Linguistic Calibration of Long-Form Generations
- URL: http://arxiv.org/abs/2404.00474v2
- Date: Tue, 4 Jun 2024 22:39:58 GMT
- Title: Linguistic Calibration of Long-Form Generations
- Authors: Neil Band, Xuechen Li, Tengyu Ma, Tatsunori Hashimoto,
- Abstract summary: Language models (LMs) may lead their users to make suboptimal downstream decisions when they confidently hallucinate.
This issue can be mitigated by having the LM verbally convey the probability that its claims are correct, but existing models cannot produce long-form text with calibrated confidence statements.
We define linguistic calibration for long-form generations: an LM is linguistically calibrated if its generations enable its users to make calibrated probabilistic predictions.
- Score: 57.836339732160916
- License: http://arxiv.org/licenses/nonexclusive-distrib/1.0/
- Abstract: Language models (LMs) may lead their users to make suboptimal downstream decisions when they confidently hallucinate.

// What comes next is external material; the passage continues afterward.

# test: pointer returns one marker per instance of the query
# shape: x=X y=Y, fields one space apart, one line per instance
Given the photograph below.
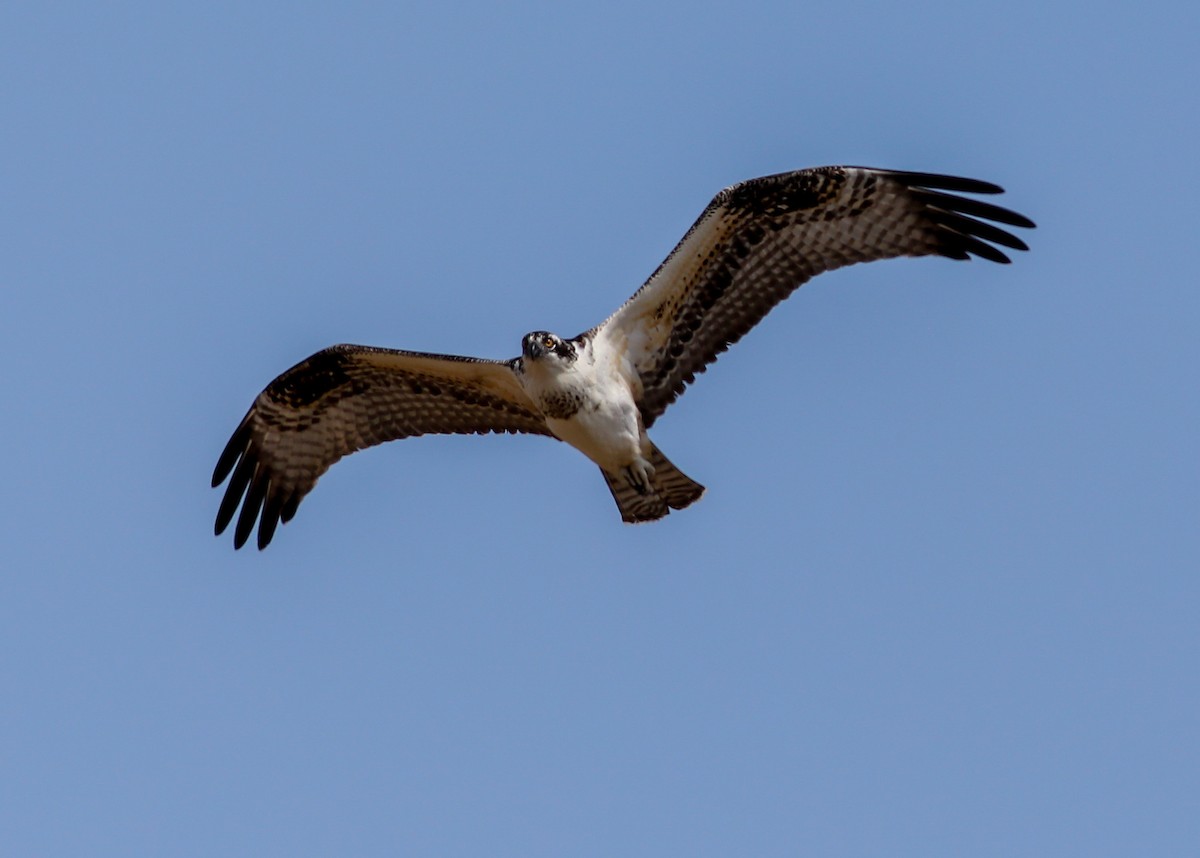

This issue can be mitigated by having the LM verbally convey the probability that its claims are correct, but existing models cannot produce long-form text with calibrated confidence statements. Through the lens of decision-making, we define linguistic calibration for long-form generations: an LM is linguistically calibrated if its generations enable its users to make calibrated probabilistic predictions. This definition enables a training framework where a supervised finetuning step bootstraps an LM to emit long-form generations with confidence statements such as "I estimate a 30% chance of..." or "I am certain that...", followed by a reinforcement learning step which rewards generations that enable a user to provide calibrated answers to related questions. We linguistically calibrate Llama 2 7B and find in automated and human evaluations of long-form generations that it is significantly more calibrated than strong finetuned factuality baselines with comparable accuracy. These findings generalize under significant domain shifts to scientific and biomedical questions and to an entirely held-out person biography generation task. Our results demonstrate that long-form generations may be calibrated end-to-end by constructing an objective in the space of the predictions that users make in downstream decision-making.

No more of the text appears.